NOAA Fisheries published preliminary landings estimates on December 29, 2025, for the U.S. commercial Atlantic BAYS tuna fisheries covering bigeye, Atlantic northern albacore, skipjack and yellowfin through November 30, 2025. The update provides cumulative totals in metric tons and pounds whole weight and compares 2025 landings to prior periods, with separate landings tables also posted through October 31 and September 30.
The headline figures for January 1 through November 30, 2025 are: bigeye tuna at 196.0 metric tons (432,169 lb), northern albacore at 103.7 mt (228,707 lb) which is about 12 percent of the 2025 quota listed at 889.4 mt, yellowfin at 595.0 mt (1,311,836 lb), and skipjack at 1.5 mt (3,268 lb).

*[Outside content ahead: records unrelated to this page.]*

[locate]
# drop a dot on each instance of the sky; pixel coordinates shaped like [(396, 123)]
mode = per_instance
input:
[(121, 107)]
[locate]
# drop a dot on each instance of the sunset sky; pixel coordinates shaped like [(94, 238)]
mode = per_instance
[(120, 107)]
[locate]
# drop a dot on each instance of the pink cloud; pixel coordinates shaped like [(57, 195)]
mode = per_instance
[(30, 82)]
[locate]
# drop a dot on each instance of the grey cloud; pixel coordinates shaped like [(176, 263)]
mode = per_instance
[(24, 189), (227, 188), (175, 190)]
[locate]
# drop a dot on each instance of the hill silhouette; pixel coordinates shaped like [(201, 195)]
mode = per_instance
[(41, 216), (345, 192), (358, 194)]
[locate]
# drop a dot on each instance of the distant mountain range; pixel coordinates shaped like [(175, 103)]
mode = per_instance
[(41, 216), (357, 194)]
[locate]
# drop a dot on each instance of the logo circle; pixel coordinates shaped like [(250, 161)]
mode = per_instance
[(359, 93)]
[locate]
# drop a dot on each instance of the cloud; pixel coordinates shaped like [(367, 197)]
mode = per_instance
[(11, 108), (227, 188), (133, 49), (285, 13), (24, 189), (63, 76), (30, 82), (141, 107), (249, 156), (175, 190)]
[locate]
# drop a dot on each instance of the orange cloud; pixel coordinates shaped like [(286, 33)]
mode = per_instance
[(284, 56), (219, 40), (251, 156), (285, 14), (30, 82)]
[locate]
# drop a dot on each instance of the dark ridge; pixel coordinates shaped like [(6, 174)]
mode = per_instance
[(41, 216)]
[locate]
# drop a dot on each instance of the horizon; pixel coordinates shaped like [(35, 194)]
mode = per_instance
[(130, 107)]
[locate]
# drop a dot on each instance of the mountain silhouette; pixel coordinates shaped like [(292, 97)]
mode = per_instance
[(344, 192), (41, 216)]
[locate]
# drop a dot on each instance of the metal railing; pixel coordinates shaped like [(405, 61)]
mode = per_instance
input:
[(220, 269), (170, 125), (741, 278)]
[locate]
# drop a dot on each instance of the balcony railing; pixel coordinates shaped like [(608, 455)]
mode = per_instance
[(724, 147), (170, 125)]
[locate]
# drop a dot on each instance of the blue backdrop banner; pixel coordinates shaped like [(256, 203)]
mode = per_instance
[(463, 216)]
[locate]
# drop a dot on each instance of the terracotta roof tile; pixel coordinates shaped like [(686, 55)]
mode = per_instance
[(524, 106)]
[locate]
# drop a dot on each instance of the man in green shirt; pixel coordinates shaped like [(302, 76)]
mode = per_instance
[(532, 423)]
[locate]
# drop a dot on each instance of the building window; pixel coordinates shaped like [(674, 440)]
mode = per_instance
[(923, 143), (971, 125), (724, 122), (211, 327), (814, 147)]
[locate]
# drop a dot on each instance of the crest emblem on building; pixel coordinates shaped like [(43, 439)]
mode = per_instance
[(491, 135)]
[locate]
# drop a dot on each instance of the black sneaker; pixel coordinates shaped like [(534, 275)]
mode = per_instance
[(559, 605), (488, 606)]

These totals are preliminary and drawn from dealer reports and other available information, and do not include discards.
Preliminary status means late reports can change totals. Reporting from some subregions, notably the Caribbean, may be delayed; those delayed submissions can alter regional tallies and season timing. NOAA notes its process for updating quotas and will continue to monitor catch rates and take in-season actions if needed. The update also reiterates dealer and vessel reporting responsibilities for the commercial fleet.

For operators and dealers the practical implications are immediate. Verify that dealer and vessel reports are filed and accurate to avoid undercounting or late adjustments that could affect quota calculations. Track the posted landings tables regularly; yellowfin’s relatively large share of the landings through November suggests heavy pressure on that stock this year, while northern albacore remains well below the listed quota and skipjack landings are negligible. Expect managers to use these data points when considering in-season measures to prevent quota overruns or to tighten regional controls.
Community planning benefits from treating these figures as a working snapshot rather than final totals. Use the posted tables to compare your own logs against dealer submissions, watch for delayed regional updates, and prepare for potential management responses if catch rates accelerate. NOAA will continue to update the landing tables as reports arrive, and monitoring them is a practical step for anyone running trips, managing quota exposure, or handling commercial dealer obligations.